Dans un recoin de ma tête, bien à l’abri des préjugés, se percutent des images interdites et des sanglots amoureux. Comme un long travelling, la pellicule se déroule au gré de mes parfums et de tes envies. Au cœur big-bang de ces souvenirs incandescents, je mêle des plans larges de scènes non-jouées où je ne plante qu’un décor d’alcôves ou de coins de nature édénique et des gros plans très précis… ta bouche tendre, ton œil rieur, tes veines gonflées de lave, mes cheveux ophidiens qui collent à ta peau, mes ongles qui jouent à être rétractiles, ton sexe arrogant, mon sexe qui l’avale.

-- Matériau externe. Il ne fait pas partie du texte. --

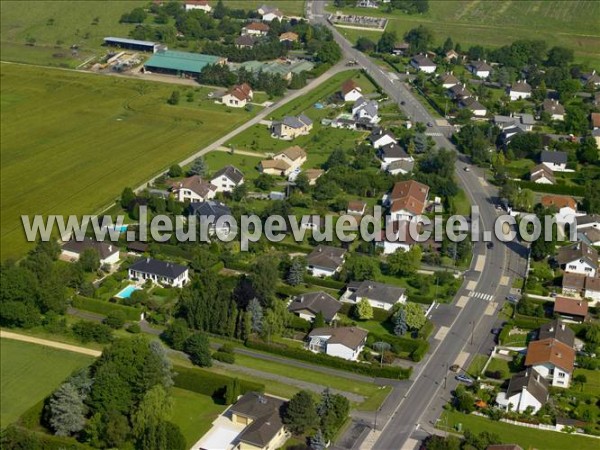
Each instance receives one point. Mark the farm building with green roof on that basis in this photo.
(180, 63)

Flash-backs et anticipations, tout se mélange…
Evidemment, ils vont venir ces autres moments où ma peau nue effleurera à nouveau la tienne, où ton regard ravagera le mien alors que mes lèvres s’arrondiront de surprise et de plaisir, où tu auras hâte de saisir ma cambrure, offerte, déjà moite, de frotter mes fesses contre ton bas-ventre frémissant.

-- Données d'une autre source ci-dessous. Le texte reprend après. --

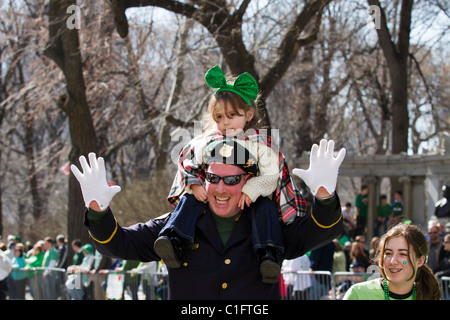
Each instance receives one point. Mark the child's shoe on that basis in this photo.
(169, 250)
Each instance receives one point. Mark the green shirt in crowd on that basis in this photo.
(361, 203)
(384, 211)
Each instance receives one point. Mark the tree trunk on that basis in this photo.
(63, 49)
(397, 57)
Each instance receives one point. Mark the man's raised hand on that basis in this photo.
(94, 185)
(323, 167)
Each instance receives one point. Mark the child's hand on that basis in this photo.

Evidemment, j’imagine cette musique de silence et de souffles lorsque nos baisers à pleine bouche nous embraseront. Tu apparais encore de façon fugitive, ta langue s’enfonçant entre mes lèvres, je ne sais plus lesquelles, la nuit ou le jour, sur ce cuir fauve ou cette table, les jambes nouées autour de ta taille souple, vide et rompue…
Evidemment, tu me feras l’amour avec cette violence conquérante ou peut-être me baiseras-tu avec cette douceur bleue marine, reflet de ton regard gorgé de pluies tièdes d’été.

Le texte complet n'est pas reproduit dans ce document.